There is far more to this than arranging meetings and sending out reports – it can be an ongoing, if subtle process of negotiation between family members and advisers, continually managing expectations and perceptions, confronting unreasonable demands before they get out of hand and pre-empting potential disputes. In a sense, it is far more of a task than managing the board of a company, because family members cannot be subjected to the same disciplines and they have very varied understanding of the issues.
All of this requires very considerable management skills and the question is who is to perform this vital role and what support do they require? Often, the family will have an acknowledged leader from the senior generation, but will he or she have the necessary skills and experience and where do they look to for support – the family office, their professional advisers and trustees or their private bank?
The role of the family office
Many wealthy people choose to distribute their wealth to individuals, but for a variety of reasons, many other families are tied together by collectively held wealth, most frequently through a holding in the family company.
From the above, it will be clear a family would be very fortunate to find an individual with all the skills and knowledge required to run a family office, combining extensive knowledge of law, tax and investment management with high level business management, communication skills and exceptional personal qualities.
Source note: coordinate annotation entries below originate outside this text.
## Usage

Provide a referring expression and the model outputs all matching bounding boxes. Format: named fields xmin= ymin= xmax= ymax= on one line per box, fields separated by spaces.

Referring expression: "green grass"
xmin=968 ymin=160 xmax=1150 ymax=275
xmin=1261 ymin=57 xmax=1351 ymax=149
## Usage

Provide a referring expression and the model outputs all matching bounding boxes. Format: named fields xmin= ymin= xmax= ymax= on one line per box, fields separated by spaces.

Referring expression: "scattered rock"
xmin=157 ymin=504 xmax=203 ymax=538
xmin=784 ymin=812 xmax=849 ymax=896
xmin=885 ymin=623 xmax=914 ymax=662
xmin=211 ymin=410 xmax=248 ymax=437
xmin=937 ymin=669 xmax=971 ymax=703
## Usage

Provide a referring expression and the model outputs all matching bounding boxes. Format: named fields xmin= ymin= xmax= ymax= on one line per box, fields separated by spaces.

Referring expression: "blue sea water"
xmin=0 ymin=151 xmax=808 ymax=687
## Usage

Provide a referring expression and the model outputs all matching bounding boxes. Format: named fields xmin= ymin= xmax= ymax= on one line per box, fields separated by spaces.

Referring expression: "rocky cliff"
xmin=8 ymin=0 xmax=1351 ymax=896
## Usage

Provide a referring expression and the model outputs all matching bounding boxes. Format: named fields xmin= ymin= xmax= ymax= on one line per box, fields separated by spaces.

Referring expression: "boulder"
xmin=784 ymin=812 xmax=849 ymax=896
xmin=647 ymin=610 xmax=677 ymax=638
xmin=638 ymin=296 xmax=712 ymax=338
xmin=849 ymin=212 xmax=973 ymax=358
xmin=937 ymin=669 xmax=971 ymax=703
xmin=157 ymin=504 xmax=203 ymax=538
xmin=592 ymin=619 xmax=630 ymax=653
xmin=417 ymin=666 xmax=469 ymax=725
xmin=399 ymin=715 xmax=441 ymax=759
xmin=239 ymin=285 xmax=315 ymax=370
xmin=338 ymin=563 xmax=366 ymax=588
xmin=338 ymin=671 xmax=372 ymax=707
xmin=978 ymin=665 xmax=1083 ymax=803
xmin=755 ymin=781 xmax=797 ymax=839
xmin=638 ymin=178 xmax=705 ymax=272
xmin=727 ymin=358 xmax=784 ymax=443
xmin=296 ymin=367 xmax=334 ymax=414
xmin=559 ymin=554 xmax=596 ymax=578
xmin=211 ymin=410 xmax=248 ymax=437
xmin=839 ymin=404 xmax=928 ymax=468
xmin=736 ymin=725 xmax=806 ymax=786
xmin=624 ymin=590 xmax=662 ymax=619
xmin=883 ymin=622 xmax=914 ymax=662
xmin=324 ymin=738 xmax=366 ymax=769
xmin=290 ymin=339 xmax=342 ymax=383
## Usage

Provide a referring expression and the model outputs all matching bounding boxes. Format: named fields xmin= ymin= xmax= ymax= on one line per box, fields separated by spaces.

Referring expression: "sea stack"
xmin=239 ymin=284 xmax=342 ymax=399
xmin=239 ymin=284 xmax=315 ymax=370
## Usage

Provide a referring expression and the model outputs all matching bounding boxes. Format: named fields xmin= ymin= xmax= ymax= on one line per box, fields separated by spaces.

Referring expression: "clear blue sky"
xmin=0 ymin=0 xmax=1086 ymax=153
One cannot help ask whether the job is sufficiently satisfying for the quality of individual required and this is precisely why the private banks claim that they can field a stronger team, with access to all the necessary skills.
Not everyone, however, is convinced that such individuals want to work in a private bank or that the working environment gives them the freedom to exercise their talents effectively, as well as impartially.
It is perhaps little wonder that an increasing number of individuals have concluded they can best offer such a service to families if they are more independent, both from the family and from the private bank and we can expect to see an increasing number of small boutiques attracting the business of very wealthy individuals and families.